COFFEE: Use 1/4 cup instant coffee and delete the vanilla extract, add coffee extract or a little water if mixture is too tight

MOCHA: Use 2 tablespoons instant coffee and 2 tablespoons carob powder (or cocoa if possible)

PUMPKIN: Use 1/4 cup pumpkin flavored protein powder (not pumpkin seed protein powder which has no taste)

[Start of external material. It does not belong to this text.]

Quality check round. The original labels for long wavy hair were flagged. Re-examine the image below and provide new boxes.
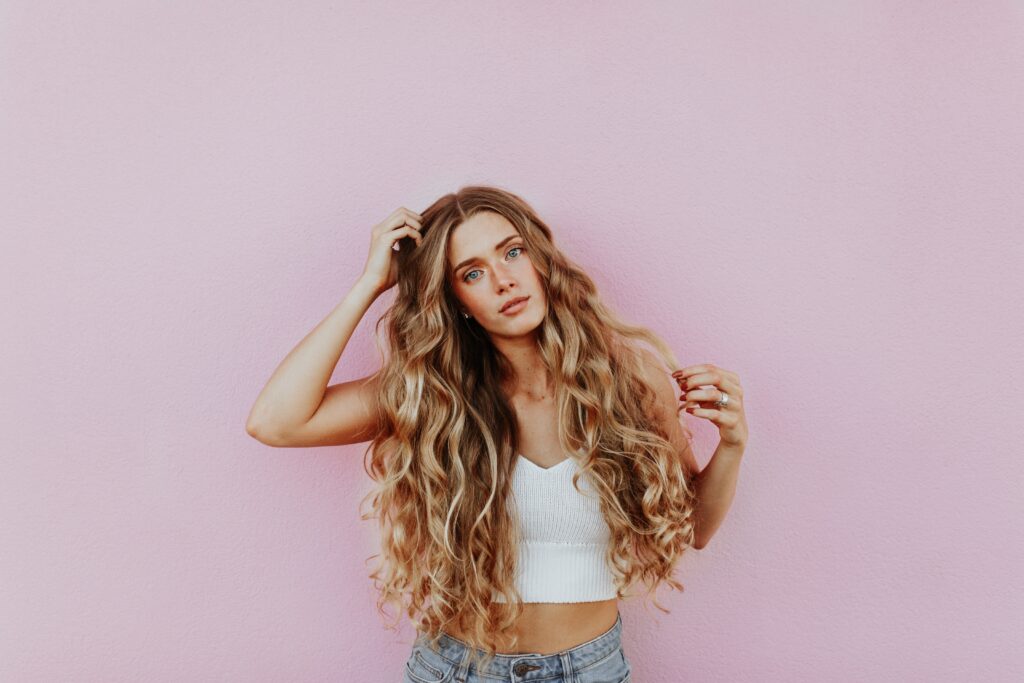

VANILLA: Use 1/4 cup plain or vanilla protein powder; I would suggest using white quinoa and white chia seeds for vanilla as well as agave nectar

ALMOND: Use 1/4 cup almond butter, a 1/4 teaspoon almond extract and plain protein powder

MAPLE: Would probably work best with 1/4 cup maple syrup, maple extract instead of vanilla and the mildest of butters, perhaps tahini or cashew with plain or maple flavored protein powder

Use your imagination! As many combinations as we can think of would be possible for these bites.